Ils se mirent donc à chercher, hommes, femmes, et enfants, Elfes, le coeur du Fluide sur le continent. Chaque parcelle de terre scellant autant de Fluide qu’une autre parcelle de terre, cette tâche aurait dû être simple, et le coeur du Fluide se confondre avec le coeur géographique de Tanaephis. Mais au Sud, les Pères, les Géants dont je vous parlais tout à l’heure avaient drainé beaucoup de force magique. Et il y avait des irrégularités naturelles, et des endroits dans les montagnes où le Fluide était plus fort qu’il n’aurait dû être. Et il y avait surtout, à ce moment, l’arrivée des Armes-Dieux qui elles aussi se nourrissaient de la magie de la Terre…

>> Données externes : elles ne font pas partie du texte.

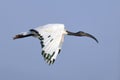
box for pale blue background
[0,0,120,80]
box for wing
[39,32,64,64]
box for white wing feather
[35,24,64,64]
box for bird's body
[13,24,98,64]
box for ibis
[13,24,98,65]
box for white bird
[13,24,98,65]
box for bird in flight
[13,24,98,65]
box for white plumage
[13,24,98,64]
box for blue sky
[0,0,120,80]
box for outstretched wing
[34,24,64,65]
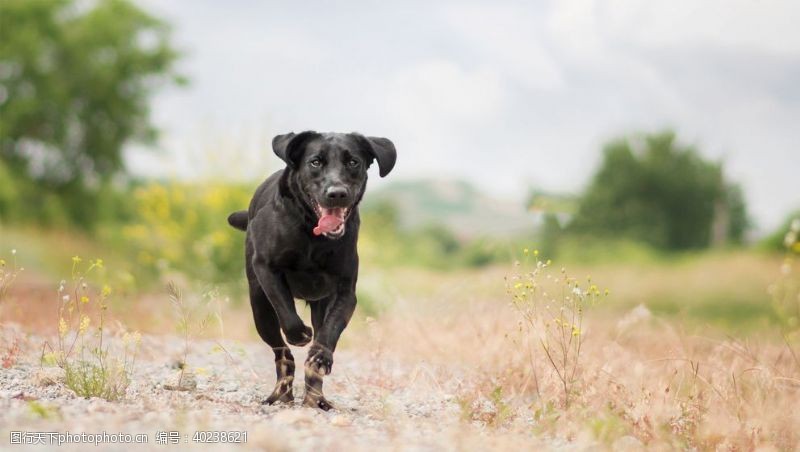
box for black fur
[228,131,397,410]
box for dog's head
[272,131,397,239]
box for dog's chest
[285,271,337,301]
[279,248,339,301]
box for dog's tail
[228,210,247,231]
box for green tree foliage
[570,132,747,250]
[0,0,183,225]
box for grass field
[0,230,800,450]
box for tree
[0,0,183,226]
[570,132,747,250]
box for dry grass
[2,249,800,450]
[346,254,800,450]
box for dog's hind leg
[247,269,294,405]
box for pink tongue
[314,215,342,235]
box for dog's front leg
[253,256,312,347]
[303,290,356,411]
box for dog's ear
[272,130,319,169]
[353,133,397,177]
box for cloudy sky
[129,0,800,228]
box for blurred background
[0,0,800,331]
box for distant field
[0,231,800,450]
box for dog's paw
[306,342,333,375]
[261,378,294,405]
[303,393,335,411]
[285,322,313,347]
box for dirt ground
[0,328,557,451]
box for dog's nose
[325,187,347,200]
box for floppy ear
[272,130,319,169]
[354,134,397,177]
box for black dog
[228,131,397,410]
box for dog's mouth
[313,201,351,239]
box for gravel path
[0,328,553,451]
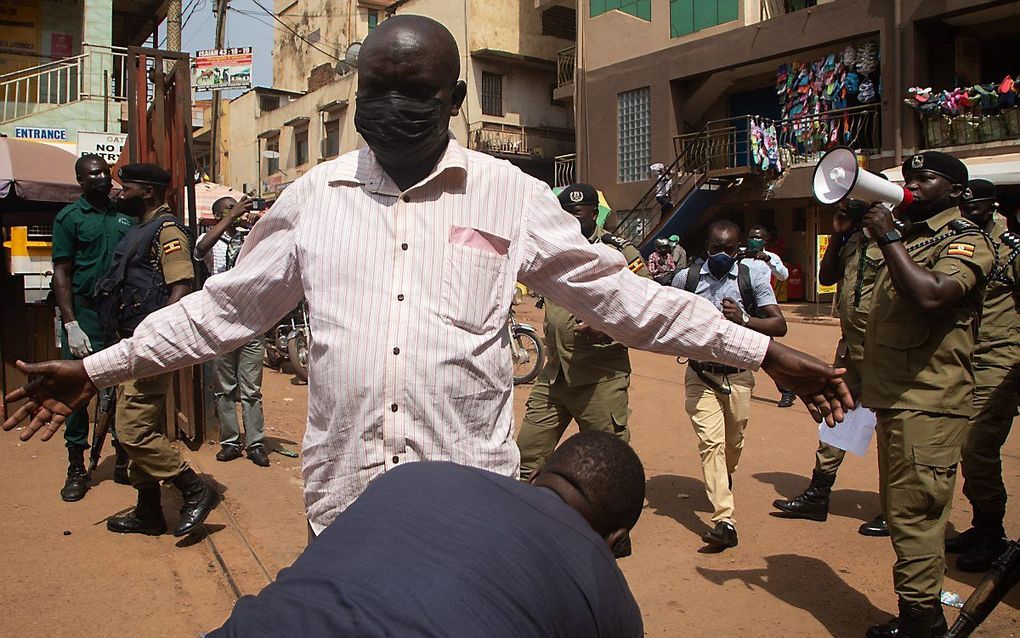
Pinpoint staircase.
[0,44,128,125]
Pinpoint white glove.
[64,322,92,359]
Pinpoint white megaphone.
[812,146,914,210]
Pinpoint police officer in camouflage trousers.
[772,200,888,536]
[517,184,651,502]
[946,180,1020,572]
[96,164,219,536]
[861,151,996,638]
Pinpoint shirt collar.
[327,131,467,197]
[701,259,740,282]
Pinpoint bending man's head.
[530,432,645,547]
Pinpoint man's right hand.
[64,322,92,359]
[3,360,99,441]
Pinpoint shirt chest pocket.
[440,242,508,335]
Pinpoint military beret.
[903,151,970,186]
[963,180,997,202]
[117,164,170,186]
[559,184,599,207]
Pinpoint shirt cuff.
[83,342,131,389]
[717,321,772,371]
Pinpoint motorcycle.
[507,289,546,386]
[263,300,310,381]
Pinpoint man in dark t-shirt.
[208,432,645,638]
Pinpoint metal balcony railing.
[556,47,577,88]
[553,153,577,188]
[468,122,574,159]
[761,0,818,20]
[0,44,128,124]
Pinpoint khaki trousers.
[876,409,968,606]
[517,375,630,481]
[960,364,1020,512]
[683,366,755,524]
[114,373,187,487]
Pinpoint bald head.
[358,15,460,85]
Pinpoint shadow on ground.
[752,472,880,522]
[697,554,889,638]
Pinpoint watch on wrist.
[878,229,903,246]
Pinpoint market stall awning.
[882,153,1020,186]
[0,138,82,203]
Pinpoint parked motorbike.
[263,300,310,381]
[507,290,546,386]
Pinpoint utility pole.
[209,0,231,184]
[166,0,182,51]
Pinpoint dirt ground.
[0,300,1020,638]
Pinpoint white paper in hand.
[818,403,876,456]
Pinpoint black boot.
[106,483,166,536]
[113,439,131,485]
[772,470,835,521]
[866,602,949,638]
[857,514,889,536]
[60,445,89,502]
[172,468,219,536]
[947,507,1008,573]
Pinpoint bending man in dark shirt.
[208,432,645,638]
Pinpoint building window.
[669,0,740,38]
[542,7,577,42]
[264,137,279,176]
[322,119,340,157]
[592,0,652,21]
[616,87,652,182]
[294,127,308,166]
[481,70,503,117]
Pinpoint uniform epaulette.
[600,233,627,250]
[999,231,1020,248]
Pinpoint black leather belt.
[691,360,744,375]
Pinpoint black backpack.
[683,259,758,316]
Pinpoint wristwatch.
[877,229,903,246]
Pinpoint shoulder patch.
[163,239,184,255]
[946,242,974,258]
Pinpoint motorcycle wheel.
[287,330,308,381]
[511,328,546,386]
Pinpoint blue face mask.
[708,252,736,279]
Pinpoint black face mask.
[354,91,447,162]
[117,197,148,217]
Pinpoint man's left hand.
[762,341,854,428]
[722,297,744,326]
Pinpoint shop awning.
[882,153,1020,186]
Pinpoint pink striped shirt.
[85,139,768,529]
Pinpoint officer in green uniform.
[772,200,888,536]
[53,155,134,501]
[861,151,996,638]
[946,180,1020,572]
[517,184,651,481]
[97,164,218,536]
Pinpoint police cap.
[117,164,170,186]
[559,184,599,208]
[963,180,997,203]
[903,151,970,186]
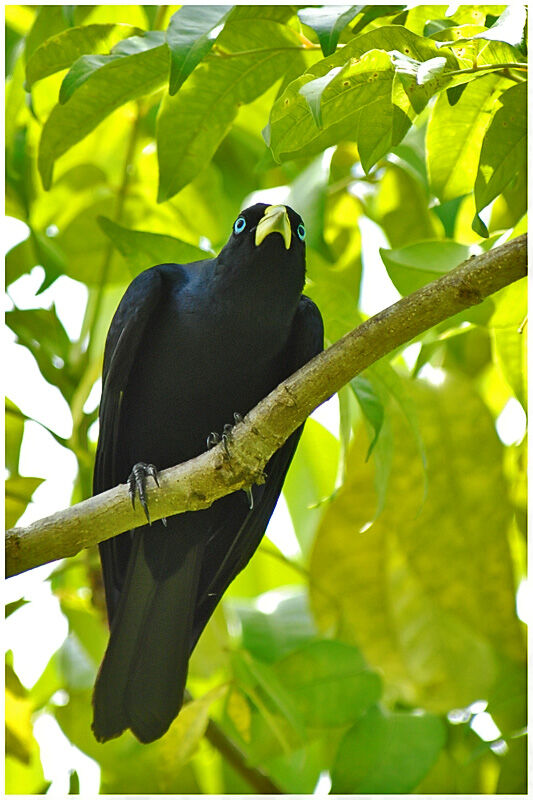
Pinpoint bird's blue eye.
[233,217,246,233]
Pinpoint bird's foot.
[128,461,167,526]
[207,411,254,510]
[207,411,243,458]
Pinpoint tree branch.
[6,234,527,577]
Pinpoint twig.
[6,234,527,577]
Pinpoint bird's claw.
[207,411,250,511]
[128,461,167,527]
[207,411,243,458]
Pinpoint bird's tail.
[92,517,204,742]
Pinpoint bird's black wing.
[191,295,324,650]
[93,265,186,623]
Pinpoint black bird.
[93,203,323,742]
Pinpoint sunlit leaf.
[167,6,232,95]
[4,397,26,475]
[268,26,457,171]
[231,590,317,663]
[379,240,471,295]
[372,164,444,248]
[298,6,365,57]
[311,381,523,712]
[350,375,384,459]
[426,74,511,202]
[283,419,339,554]
[456,3,527,45]
[38,35,169,189]
[26,25,140,90]
[98,217,212,275]
[274,641,381,728]
[157,6,301,201]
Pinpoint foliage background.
[6,4,526,794]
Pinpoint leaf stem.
[212,43,320,58]
[445,62,527,78]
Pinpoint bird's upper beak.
[255,206,291,250]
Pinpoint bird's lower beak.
[255,206,291,250]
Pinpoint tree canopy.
[5,4,527,794]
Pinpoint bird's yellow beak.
[255,206,291,250]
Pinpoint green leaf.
[299,64,348,128]
[298,6,365,58]
[5,475,44,528]
[270,48,394,171]
[273,641,381,728]
[269,25,458,166]
[331,707,446,794]
[283,419,339,556]
[310,379,524,708]
[167,6,233,95]
[6,305,79,402]
[473,3,527,46]
[416,56,446,86]
[426,74,511,203]
[231,590,317,663]
[379,244,475,296]
[5,597,30,620]
[489,279,527,409]
[38,33,169,189]
[157,6,301,201]
[350,375,385,461]
[26,25,141,90]
[98,217,212,275]
[472,83,527,236]
[59,31,164,105]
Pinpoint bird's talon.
[243,486,254,511]
[207,431,220,450]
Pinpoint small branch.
[6,234,527,577]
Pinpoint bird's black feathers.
[93,204,323,742]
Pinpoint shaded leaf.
[416,56,446,85]
[157,6,301,201]
[38,32,169,189]
[274,641,381,728]
[460,3,527,46]
[298,6,365,57]
[5,597,29,620]
[270,48,394,171]
[98,217,208,275]
[379,239,472,296]
[426,74,511,202]
[59,31,165,105]
[167,6,233,95]
[472,83,527,236]
[350,375,384,461]
[4,397,27,475]
[267,25,457,171]
[283,419,339,556]
[331,707,446,794]
[231,590,316,663]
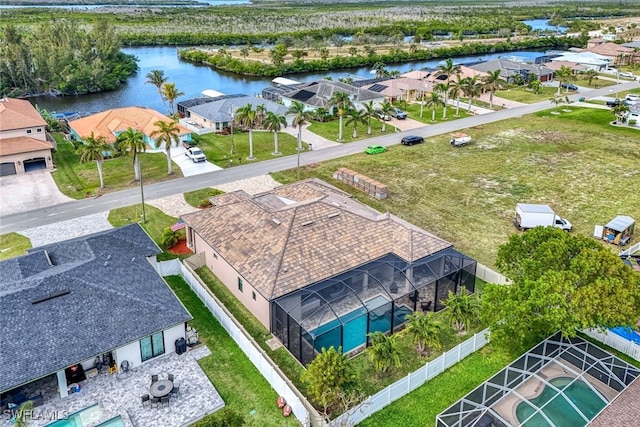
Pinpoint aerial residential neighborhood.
[0,0,640,427]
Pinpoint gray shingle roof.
[0,224,191,392]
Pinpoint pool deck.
[492,360,618,426]
[0,346,224,427]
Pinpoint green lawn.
[51,134,182,199]
[309,116,396,143]
[165,276,299,427]
[198,129,304,168]
[273,107,640,266]
[0,233,31,260]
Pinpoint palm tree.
[236,104,258,160]
[363,101,378,135]
[264,111,287,156]
[150,120,180,175]
[380,101,393,132]
[367,331,402,373]
[345,108,367,139]
[481,70,507,108]
[427,92,444,122]
[76,132,113,188]
[118,128,147,181]
[327,92,352,142]
[287,101,311,181]
[160,83,184,115]
[405,311,443,356]
[555,65,574,95]
[444,286,480,333]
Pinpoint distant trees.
[0,19,138,96]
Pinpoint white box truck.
[513,203,573,231]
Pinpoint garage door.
[22,157,47,172]
[0,163,16,176]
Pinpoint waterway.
[31,46,543,113]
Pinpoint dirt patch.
[168,239,193,255]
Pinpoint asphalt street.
[0,82,639,234]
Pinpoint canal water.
[31,46,543,113]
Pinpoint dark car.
[400,135,424,145]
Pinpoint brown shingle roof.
[183,180,452,300]
[69,107,191,143]
[0,98,47,131]
[0,136,53,156]
[588,378,640,427]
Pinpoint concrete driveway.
[0,170,74,216]
[164,145,222,176]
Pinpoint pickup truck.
[184,147,207,163]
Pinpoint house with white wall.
[0,224,192,397]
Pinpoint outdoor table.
[149,380,173,397]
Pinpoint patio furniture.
[160,396,169,407]
[149,380,173,397]
[149,397,160,408]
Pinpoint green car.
[364,145,387,154]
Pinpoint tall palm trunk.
[96,160,104,188]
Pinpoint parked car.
[391,108,407,120]
[184,147,207,163]
[364,145,387,154]
[400,135,424,145]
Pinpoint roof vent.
[31,289,70,304]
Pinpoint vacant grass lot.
[198,129,304,168]
[0,233,31,260]
[274,107,640,266]
[51,134,182,199]
[165,276,299,427]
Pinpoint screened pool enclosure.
[271,248,476,364]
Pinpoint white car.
[184,147,207,163]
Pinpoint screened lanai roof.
[275,248,476,337]
[436,333,640,427]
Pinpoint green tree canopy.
[482,227,640,350]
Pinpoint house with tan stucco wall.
[0,98,54,176]
[182,179,476,364]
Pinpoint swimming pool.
[311,300,412,353]
[46,403,102,427]
[516,377,607,427]
[609,326,640,345]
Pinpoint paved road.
[0,82,639,234]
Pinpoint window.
[140,332,164,362]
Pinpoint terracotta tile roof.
[182,180,452,300]
[0,98,47,131]
[0,136,53,156]
[588,378,640,427]
[69,107,191,143]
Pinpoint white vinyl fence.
[582,329,640,360]
[155,260,311,427]
[328,329,489,427]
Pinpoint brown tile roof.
[0,98,47,131]
[69,107,191,143]
[0,136,53,156]
[588,378,640,427]
[182,180,452,300]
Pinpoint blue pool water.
[516,377,607,427]
[46,403,102,427]
[311,306,412,353]
[609,326,640,344]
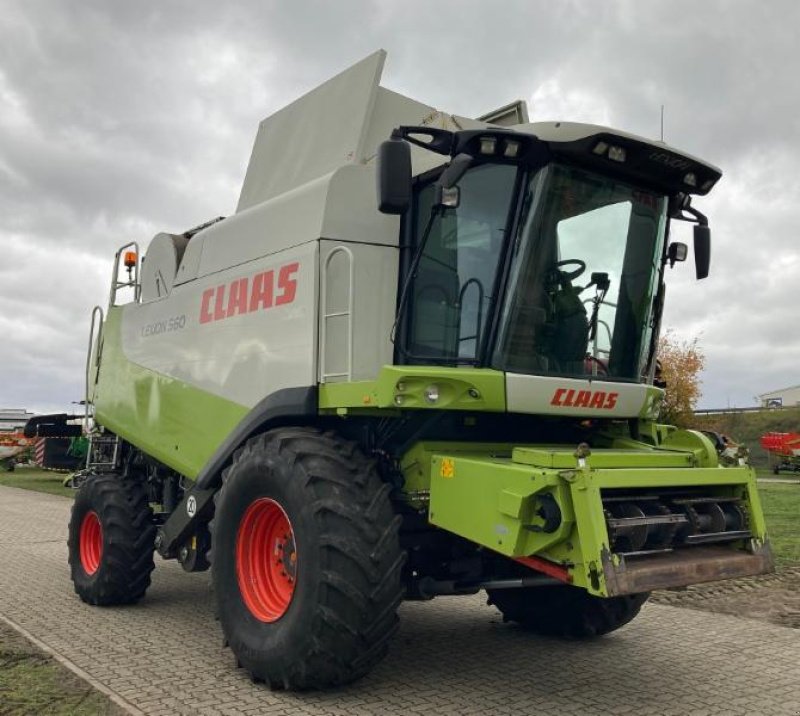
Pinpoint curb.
[0,614,147,716]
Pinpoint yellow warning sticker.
[439,457,456,477]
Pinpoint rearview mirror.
[376,139,411,214]
[694,224,711,280]
[667,241,689,268]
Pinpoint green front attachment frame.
[402,431,773,597]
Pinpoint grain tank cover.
[141,233,189,303]
[236,50,494,213]
[236,50,386,212]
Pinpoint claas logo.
[200,261,300,323]
[550,388,619,410]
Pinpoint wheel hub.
[78,510,103,576]
[236,497,297,622]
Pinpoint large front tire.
[487,585,650,639]
[211,428,404,689]
[67,475,156,606]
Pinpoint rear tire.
[67,475,156,606]
[211,428,405,689]
[488,585,650,639]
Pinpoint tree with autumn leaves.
[658,331,706,428]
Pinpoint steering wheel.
[553,259,586,281]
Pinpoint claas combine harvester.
[39,52,771,689]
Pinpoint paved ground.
[0,487,800,716]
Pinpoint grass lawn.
[758,483,800,567]
[0,465,75,497]
[0,623,123,716]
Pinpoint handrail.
[83,306,105,433]
[319,246,355,383]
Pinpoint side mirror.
[376,139,411,214]
[694,224,711,280]
[667,241,689,268]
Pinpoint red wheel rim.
[79,511,103,574]
[236,497,297,622]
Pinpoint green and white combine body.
[75,52,771,686]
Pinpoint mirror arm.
[683,206,708,226]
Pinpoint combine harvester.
[36,52,772,689]
[760,433,800,475]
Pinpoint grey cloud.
[0,0,800,408]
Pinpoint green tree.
[658,331,706,428]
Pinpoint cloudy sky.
[0,0,800,411]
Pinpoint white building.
[758,385,800,408]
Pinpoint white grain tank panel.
[237,50,386,212]
[506,373,660,418]
[320,241,399,382]
[140,234,188,303]
[319,245,355,383]
[175,238,205,286]
[122,241,318,409]
[364,87,440,159]
[319,165,404,246]
[198,174,332,276]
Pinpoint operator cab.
[380,123,719,382]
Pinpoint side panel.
[119,242,317,407]
[94,308,247,478]
[94,241,318,478]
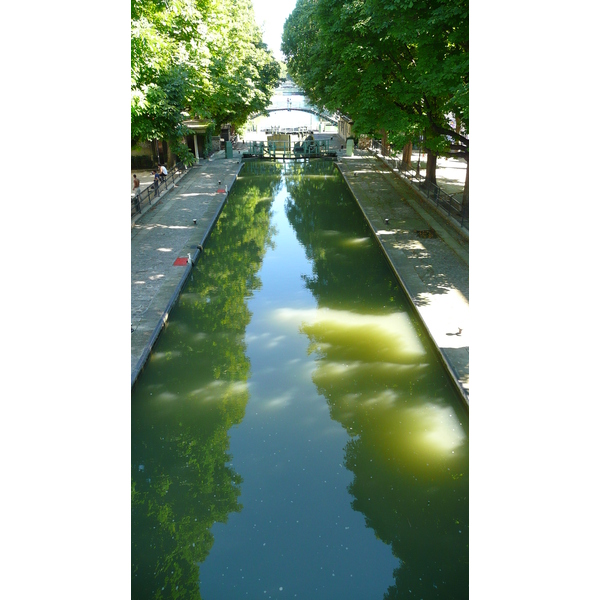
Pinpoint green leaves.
[131,0,280,153]
[282,0,468,164]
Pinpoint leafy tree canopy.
[282,0,469,158]
[131,0,280,159]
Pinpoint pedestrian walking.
[133,173,140,212]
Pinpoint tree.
[131,0,279,161]
[282,0,468,188]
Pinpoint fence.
[244,140,337,158]
[131,162,186,217]
[371,140,469,231]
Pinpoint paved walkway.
[339,151,469,402]
[131,141,469,402]
[131,153,242,385]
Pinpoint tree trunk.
[425,150,437,184]
[381,129,388,156]
[402,142,412,169]
[463,161,469,217]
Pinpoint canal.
[131,160,469,600]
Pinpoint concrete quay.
[131,144,469,404]
[338,150,469,405]
[131,152,242,386]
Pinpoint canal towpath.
[131,140,469,403]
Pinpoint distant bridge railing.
[244,140,337,158]
[248,105,340,125]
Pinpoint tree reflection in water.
[131,165,281,599]
[286,161,468,600]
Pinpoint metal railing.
[131,162,187,217]
[371,140,469,231]
[244,140,337,158]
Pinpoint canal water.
[132,160,469,600]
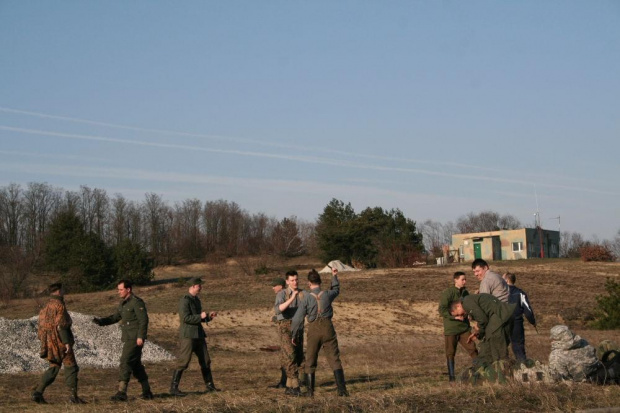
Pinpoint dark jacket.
[463,294,516,340]
[439,286,470,336]
[100,294,149,342]
[179,294,211,339]
[508,285,536,326]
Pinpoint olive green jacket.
[463,294,517,340]
[179,293,211,338]
[101,294,149,342]
[439,286,470,336]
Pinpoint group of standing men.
[32,278,218,404]
[439,259,536,381]
[272,268,349,397]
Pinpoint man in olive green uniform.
[274,270,304,396]
[269,277,290,389]
[32,283,84,404]
[170,278,218,396]
[93,280,153,401]
[450,294,516,364]
[291,268,349,397]
[439,271,478,381]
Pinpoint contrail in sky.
[0,106,501,172]
[0,125,615,195]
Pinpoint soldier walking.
[504,272,536,362]
[170,278,219,396]
[32,283,85,404]
[269,277,290,389]
[275,270,306,396]
[93,280,153,402]
[439,271,478,381]
[291,268,349,397]
[450,294,516,364]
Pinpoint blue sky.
[0,0,620,239]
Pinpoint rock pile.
[0,312,174,374]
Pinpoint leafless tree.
[0,184,23,247]
[456,211,522,234]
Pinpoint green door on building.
[474,242,482,259]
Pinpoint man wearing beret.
[170,278,219,396]
[93,280,153,402]
[269,277,286,389]
[274,270,306,396]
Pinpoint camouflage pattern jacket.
[101,294,149,342]
[179,294,211,338]
[549,325,601,381]
[37,295,75,363]
[439,286,470,336]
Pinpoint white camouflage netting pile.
[0,311,174,374]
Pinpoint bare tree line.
[0,183,315,264]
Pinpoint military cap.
[271,277,286,287]
[187,277,202,286]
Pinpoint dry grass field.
[0,258,620,412]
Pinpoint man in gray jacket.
[170,278,218,396]
[471,258,509,303]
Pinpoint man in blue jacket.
[504,272,536,361]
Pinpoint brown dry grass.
[0,259,620,412]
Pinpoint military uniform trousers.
[176,338,211,370]
[306,317,342,373]
[444,331,478,360]
[118,340,149,383]
[278,320,305,378]
[478,319,513,364]
[36,351,80,393]
[510,318,526,361]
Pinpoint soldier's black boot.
[170,370,186,397]
[140,380,155,400]
[30,391,47,404]
[69,388,86,404]
[110,381,127,402]
[200,367,220,392]
[304,373,315,397]
[448,359,456,382]
[269,368,286,389]
[334,369,349,397]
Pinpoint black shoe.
[302,373,315,397]
[110,391,127,402]
[169,370,186,397]
[284,387,303,397]
[334,369,349,397]
[69,394,86,404]
[140,390,155,400]
[30,391,47,404]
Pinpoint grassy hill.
[0,259,620,412]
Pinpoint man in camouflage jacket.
[32,283,84,404]
[93,280,153,401]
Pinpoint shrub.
[579,245,615,261]
[593,278,620,330]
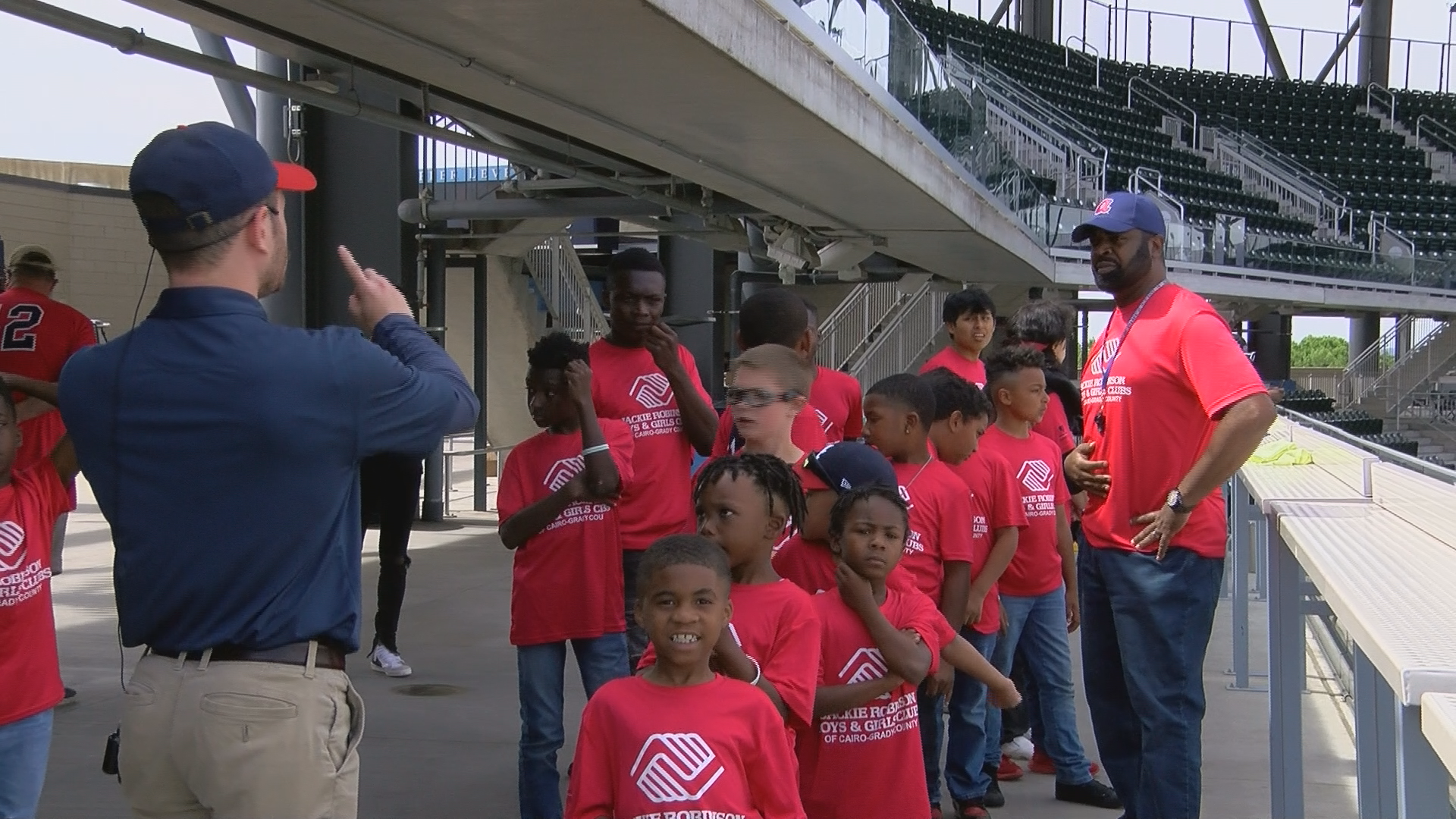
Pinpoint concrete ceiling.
[122,0,1054,286]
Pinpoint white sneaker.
[1002,736,1037,759]
[369,645,415,676]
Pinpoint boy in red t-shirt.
[0,375,77,816]
[590,248,718,663]
[864,373,974,803]
[566,533,804,819]
[980,347,1122,809]
[639,455,820,748]
[920,287,996,386]
[497,332,632,819]
[920,367,1027,817]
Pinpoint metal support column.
[1353,645,1398,819]
[419,239,450,523]
[1244,0,1288,80]
[1268,529,1304,819]
[473,255,500,512]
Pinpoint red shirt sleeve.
[763,599,821,729]
[566,685,611,819]
[745,688,818,819]
[1178,310,1265,419]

Aussi l’endroit à trouver : le centre du Fluide, le pôle de toute la magie de Tanaephis restait-il caché.
Ayas'se, au milieu de son peuple qui vivait mille maux dans la forêt – car les Elfes étaient restés trop longtemps dans les cités, et n’étaient plus habitués aux lois de la nature physique – envoyait expédition sur expédition, et toutes revenaient bredouilles. Quand elles revenaient… car la forêt en ce temps-là était encore plus cruelle et profonde qu’elle ne l’est aujourd’hui.
Les années passèrent. Ayas'se prit de nombreuses moitiés parmi son peuple, parfois de force, car il avait un esprit et un règne de fer. Il eut de nombreux enfants et envoya ses fils, dès qu’ils atteignirent l’âge d’adulte des Elfes, à la recherche du lieu de ses rêves.
La construction de cette cité, de cette forteresse, devenait d’ailleurs urgente. En effet, l’arrivée des Armes-Dieux n’avait pas eu pour seule conséquence de bouleverser les niveaux de la magie sur la terre, elle était aussi en train de faire pencher de nouveau la balance du pouvoir du côté des humains. Car ceux-ci pouvaient se lier avec les Armes-Dieux, alors que les Elfes ne le pouvaient pas. Un Elfe qui prenait une Arme-Dieu la sentait se dessécher entre ses mains, comme s’il pompait le Fluide qui était dedans – et tel, en effet, était le cas. L’Arme n’avait alors plus aucun pouvoir, et l’Elfe était transcendé et désorienté pendant quelque temps par le soudain afflux de Fluide qu'il lui était impossible de combattre.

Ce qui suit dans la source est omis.